Le général Mamadi Doumbouya, chef de la junte au pouvoir, utilise l’Organisation guinéenne des droits de l’homme (OGDH) comme levier pour cibler Moussa Dadis Camara, tout en épargnant d’autres figures de l’ancien appareil militaire.
Une justice à géométrie variable
Pendant que l’ancien chef du CNDD est livré à l’opinion comme symbole des dérives du passé, d’autres acteurs de la même chaîne de commandement circulent librement. Sékouba Konté se pavane à Dubaï, Balla Samoura vit paisiblement à Conakry, et nombre d’anciens membres du CNRD continuent de bénéficier des privilèges du pouvoir. Une sélectivité qui alimente l’amertume et la colère de ceux qui dénoncent une justice instrumentalisée.
Le procès tronqué
« Deux poids, deux mesures », accusent les proches de Dadis. Selon eux, il est incohérent de condamner le colonel Pivi et quelques officiers sans poursuivre l’ensemble de la hiérarchie. Car si condamnation il y a, elle devrait concerner toute la chaîne de commandement, civile comme militaire, qui a couvert ou organisé la répression.

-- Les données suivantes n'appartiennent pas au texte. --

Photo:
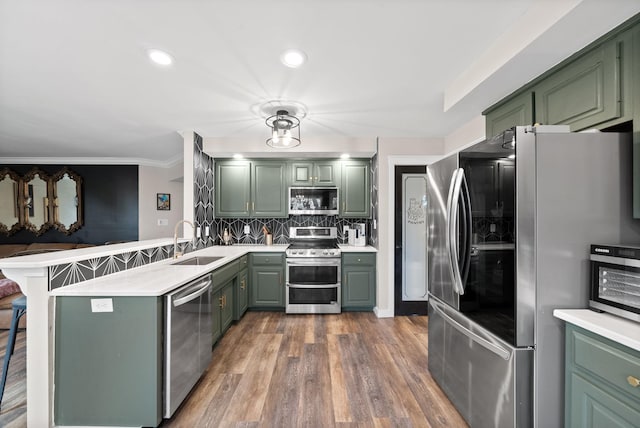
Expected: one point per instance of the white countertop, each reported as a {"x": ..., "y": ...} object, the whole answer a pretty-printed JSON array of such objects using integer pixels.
[
  {"x": 159, "y": 278},
  {"x": 68, "y": 256},
  {"x": 621, "y": 330},
  {"x": 156, "y": 279}
]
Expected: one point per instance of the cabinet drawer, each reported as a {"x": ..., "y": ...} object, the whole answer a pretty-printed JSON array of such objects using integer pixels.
[
  {"x": 613, "y": 363},
  {"x": 243, "y": 262},
  {"x": 267, "y": 259},
  {"x": 221, "y": 275},
  {"x": 359, "y": 259}
]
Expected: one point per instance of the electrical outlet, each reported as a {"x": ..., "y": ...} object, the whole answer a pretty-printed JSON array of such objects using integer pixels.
[{"x": 101, "y": 305}]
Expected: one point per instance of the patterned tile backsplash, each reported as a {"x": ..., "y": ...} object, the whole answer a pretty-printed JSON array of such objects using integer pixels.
[
  {"x": 279, "y": 227},
  {"x": 83, "y": 270}
]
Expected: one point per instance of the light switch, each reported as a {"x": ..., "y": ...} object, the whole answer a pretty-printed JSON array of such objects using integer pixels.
[{"x": 101, "y": 305}]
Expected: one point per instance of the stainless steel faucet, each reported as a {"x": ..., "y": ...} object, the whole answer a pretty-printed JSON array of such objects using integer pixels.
[{"x": 177, "y": 253}]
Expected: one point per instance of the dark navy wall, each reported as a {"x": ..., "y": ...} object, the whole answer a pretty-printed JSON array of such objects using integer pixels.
[{"x": 110, "y": 205}]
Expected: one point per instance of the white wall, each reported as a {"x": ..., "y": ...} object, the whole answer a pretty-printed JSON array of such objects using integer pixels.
[
  {"x": 391, "y": 152},
  {"x": 471, "y": 132},
  {"x": 153, "y": 180}
]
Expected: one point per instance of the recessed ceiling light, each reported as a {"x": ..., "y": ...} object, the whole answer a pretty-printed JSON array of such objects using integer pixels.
[
  {"x": 160, "y": 57},
  {"x": 293, "y": 58}
]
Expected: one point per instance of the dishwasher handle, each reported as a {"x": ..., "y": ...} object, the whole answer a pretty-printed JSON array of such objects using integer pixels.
[{"x": 188, "y": 298}]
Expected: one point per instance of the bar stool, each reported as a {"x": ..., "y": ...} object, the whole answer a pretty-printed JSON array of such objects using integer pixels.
[{"x": 19, "y": 306}]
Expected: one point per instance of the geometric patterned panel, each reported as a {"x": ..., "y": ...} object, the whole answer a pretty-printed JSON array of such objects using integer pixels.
[
  {"x": 203, "y": 177},
  {"x": 279, "y": 227},
  {"x": 373, "y": 236},
  {"x": 82, "y": 270}
]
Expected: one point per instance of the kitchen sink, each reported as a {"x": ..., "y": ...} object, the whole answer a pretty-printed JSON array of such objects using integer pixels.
[{"x": 198, "y": 260}]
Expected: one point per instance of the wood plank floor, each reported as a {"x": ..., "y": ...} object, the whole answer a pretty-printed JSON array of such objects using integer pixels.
[
  {"x": 277, "y": 370},
  {"x": 347, "y": 370}
]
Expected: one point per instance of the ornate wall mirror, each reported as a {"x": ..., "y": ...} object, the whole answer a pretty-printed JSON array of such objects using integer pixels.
[
  {"x": 10, "y": 217},
  {"x": 35, "y": 199},
  {"x": 67, "y": 201}
]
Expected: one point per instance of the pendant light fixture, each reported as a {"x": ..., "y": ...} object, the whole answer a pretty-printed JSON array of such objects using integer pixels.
[{"x": 285, "y": 130}]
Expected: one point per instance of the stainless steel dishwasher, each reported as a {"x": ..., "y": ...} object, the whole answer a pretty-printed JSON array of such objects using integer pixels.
[{"x": 188, "y": 342}]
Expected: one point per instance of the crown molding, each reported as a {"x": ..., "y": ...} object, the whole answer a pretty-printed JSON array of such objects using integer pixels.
[{"x": 169, "y": 163}]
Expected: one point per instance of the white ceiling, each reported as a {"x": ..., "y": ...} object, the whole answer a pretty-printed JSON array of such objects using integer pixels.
[{"x": 75, "y": 81}]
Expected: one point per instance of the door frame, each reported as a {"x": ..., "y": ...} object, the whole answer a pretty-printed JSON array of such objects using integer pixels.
[{"x": 398, "y": 160}]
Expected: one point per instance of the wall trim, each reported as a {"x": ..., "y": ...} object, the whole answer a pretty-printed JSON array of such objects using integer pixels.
[
  {"x": 393, "y": 161},
  {"x": 169, "y": 163}
]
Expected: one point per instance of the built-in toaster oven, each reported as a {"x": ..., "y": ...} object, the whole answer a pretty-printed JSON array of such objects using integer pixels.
[
  {"x": 313, "y": 200},
  {"x": 615, "y": 280}
]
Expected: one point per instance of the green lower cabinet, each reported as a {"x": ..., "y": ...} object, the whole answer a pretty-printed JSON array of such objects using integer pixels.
[
  {"x": 223, "y": 308},
  {"x": 599, "y": 381},
  {"x": 358, "y": 281},
  {"x": 241, "y": 298},
  {"x": 267, "y": 281},
  {"x": 108, "y": 365}
]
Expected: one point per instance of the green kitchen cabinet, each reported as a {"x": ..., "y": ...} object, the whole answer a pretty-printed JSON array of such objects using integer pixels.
[
  {"x": 584, "y": 92},
  {"x": 601, "y": 378},
  {"x": 267, "y": 286},
  {"x": 268, "y": 189},
  {"x": 250, "y": 189},
  {"x": 224, "y": 282},
  {"x": 233, "y": 189},
  {"x": 355, "y": 191},
  {"x": 358, "y": 281},
  {"x": 242, "y": 294},
  {"x": 317, "y": 173},
  {"x": 108, "y": 365},
  {"x": 514, "y": 112}
]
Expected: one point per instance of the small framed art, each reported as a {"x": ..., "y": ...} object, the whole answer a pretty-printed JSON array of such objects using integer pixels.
[{"x": 163, "y": 201}]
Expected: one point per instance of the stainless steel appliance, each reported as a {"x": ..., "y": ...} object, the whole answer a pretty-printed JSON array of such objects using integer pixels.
[
  {"x": 313, "y": 200},
  {"x": 510, "y": 224},
  {"x": 615, "y": 280},
  {"x": 313, "y": 271},
  {"x": 188, "y": 340}
]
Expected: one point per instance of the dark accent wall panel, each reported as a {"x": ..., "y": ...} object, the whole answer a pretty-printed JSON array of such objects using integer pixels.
[{"x": 110, "y": 205}]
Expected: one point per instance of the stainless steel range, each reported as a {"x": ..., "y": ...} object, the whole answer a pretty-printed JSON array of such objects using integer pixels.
[{"x": 313, "y": 271}]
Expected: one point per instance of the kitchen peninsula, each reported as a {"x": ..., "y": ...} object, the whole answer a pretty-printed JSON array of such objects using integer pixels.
[{"x": 39, "y": 275}]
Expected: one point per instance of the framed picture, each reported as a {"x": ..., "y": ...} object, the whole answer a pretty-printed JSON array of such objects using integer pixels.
[{"x": 163, "y": 201}]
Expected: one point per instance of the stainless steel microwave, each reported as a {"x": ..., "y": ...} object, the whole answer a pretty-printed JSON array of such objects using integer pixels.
[
  {"x": 615, "y": 280},
  {"x": 313, "y": 200}
]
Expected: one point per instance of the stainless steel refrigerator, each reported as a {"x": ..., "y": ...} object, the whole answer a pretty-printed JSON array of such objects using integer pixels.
[{"x": 510, "y": 224}]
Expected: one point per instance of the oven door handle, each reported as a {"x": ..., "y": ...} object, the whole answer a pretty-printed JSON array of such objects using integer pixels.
[{"x": 312, "y": 285}]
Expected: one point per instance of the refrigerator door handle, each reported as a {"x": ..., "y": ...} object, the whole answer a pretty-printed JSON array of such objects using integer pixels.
[
  {"x": 452, "y": 239},
  {"x": 467, "y": 249},
  {"x": 487, "y": 344}
]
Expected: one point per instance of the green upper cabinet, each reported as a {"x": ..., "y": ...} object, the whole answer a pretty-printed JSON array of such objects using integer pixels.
[
  {"x": 250, "y": 189},
  {"x": 583, "y": 93},
  {"x": 318, "y": 173},
  {"x": 355, "y": 189},
  {"x": 514, "y": 112},
  {"x": 233, "y": 189},
  {"x": 268, "y": 189}
]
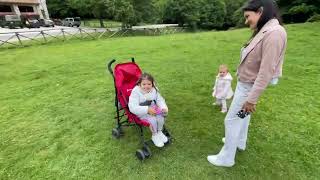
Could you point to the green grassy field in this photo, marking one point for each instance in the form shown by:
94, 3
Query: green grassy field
56, 110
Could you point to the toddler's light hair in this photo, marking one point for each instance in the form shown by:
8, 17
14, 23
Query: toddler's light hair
223, 66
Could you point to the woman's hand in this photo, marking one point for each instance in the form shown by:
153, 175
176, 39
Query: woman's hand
249, 107
152, 111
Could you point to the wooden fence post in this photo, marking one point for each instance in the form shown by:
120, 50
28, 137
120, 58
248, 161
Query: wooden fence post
17, 34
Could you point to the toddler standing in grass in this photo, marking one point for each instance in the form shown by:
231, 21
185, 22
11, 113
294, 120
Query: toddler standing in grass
222, 88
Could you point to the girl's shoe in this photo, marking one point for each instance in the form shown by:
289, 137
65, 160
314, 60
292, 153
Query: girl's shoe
157, 141
213, 159
162, 137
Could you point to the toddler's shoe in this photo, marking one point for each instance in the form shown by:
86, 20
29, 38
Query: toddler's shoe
157, 141
224, 110
213, 159
162, 137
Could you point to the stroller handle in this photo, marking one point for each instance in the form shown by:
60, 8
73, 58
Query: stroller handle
110, 64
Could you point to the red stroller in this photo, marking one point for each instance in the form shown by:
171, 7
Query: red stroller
125, 76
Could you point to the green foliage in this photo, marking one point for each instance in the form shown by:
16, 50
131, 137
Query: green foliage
124, 12
212, 14
314, 18
183, 12
60, 9
57, 110
234, 15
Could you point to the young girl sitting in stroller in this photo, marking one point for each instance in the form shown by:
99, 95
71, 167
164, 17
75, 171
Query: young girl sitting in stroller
146, 102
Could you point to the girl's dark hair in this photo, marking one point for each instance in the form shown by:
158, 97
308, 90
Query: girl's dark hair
269, 9
146, 76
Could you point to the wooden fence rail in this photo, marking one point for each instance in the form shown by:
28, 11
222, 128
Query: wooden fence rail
21, 39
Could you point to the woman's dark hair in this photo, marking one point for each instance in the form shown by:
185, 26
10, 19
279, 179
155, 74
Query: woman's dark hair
146, 76
269, 9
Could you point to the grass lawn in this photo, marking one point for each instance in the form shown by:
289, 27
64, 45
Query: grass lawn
56, 110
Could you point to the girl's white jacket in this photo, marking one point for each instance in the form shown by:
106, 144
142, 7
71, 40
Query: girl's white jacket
222, 87
138, 96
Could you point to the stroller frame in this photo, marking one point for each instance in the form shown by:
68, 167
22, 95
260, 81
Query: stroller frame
122, 121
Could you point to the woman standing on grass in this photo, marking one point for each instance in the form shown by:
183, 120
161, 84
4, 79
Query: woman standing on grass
260, 65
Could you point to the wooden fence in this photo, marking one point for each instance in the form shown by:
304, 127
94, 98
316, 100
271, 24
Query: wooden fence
26, 38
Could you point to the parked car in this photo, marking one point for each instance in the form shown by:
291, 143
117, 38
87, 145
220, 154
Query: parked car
32, 23
46, 22
11, 21
70, 22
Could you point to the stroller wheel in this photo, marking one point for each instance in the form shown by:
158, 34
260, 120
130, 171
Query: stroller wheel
115, 133
140, 155
169, 141
146, 150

Pour de nombreux observateurs, l’OGDH, en pointant exclusivement Dadis Camara, contribue à fausser le procès. « Si elle était honnête, elle réclamerait la reprise intégrale de la procédure », estime un militant associatif. L’enjeu, selon lui, est d’ôter au procès son parfum ethnique, comme si seuls les Forestiers avaient porté la responsabilité du CNDD, alors que des acteurs issus d’autres régions et des civils proches du pouvoir de l’époque continuent de graviter dans les cercles de décision actuels.
La continuité du pouvoir
Plus troublant encore : certains civils accusés d’avoir orchestré l’opposition à la candidature de Dadis se retrouvent aujourd’hui à des postes administratifs stratégiques. Le Premier ministre putschiste lui-même, parrain d’un autre candidat issu d’un coup de force, illustre cette continuité qui interroge.
Dans ces conditions, la mémoire du 28 septembre est non seulement profanée, mais récupérée pour servir un agenda politique. Une manière de refermer la plaie non pas par la justice, mais par la manipulation.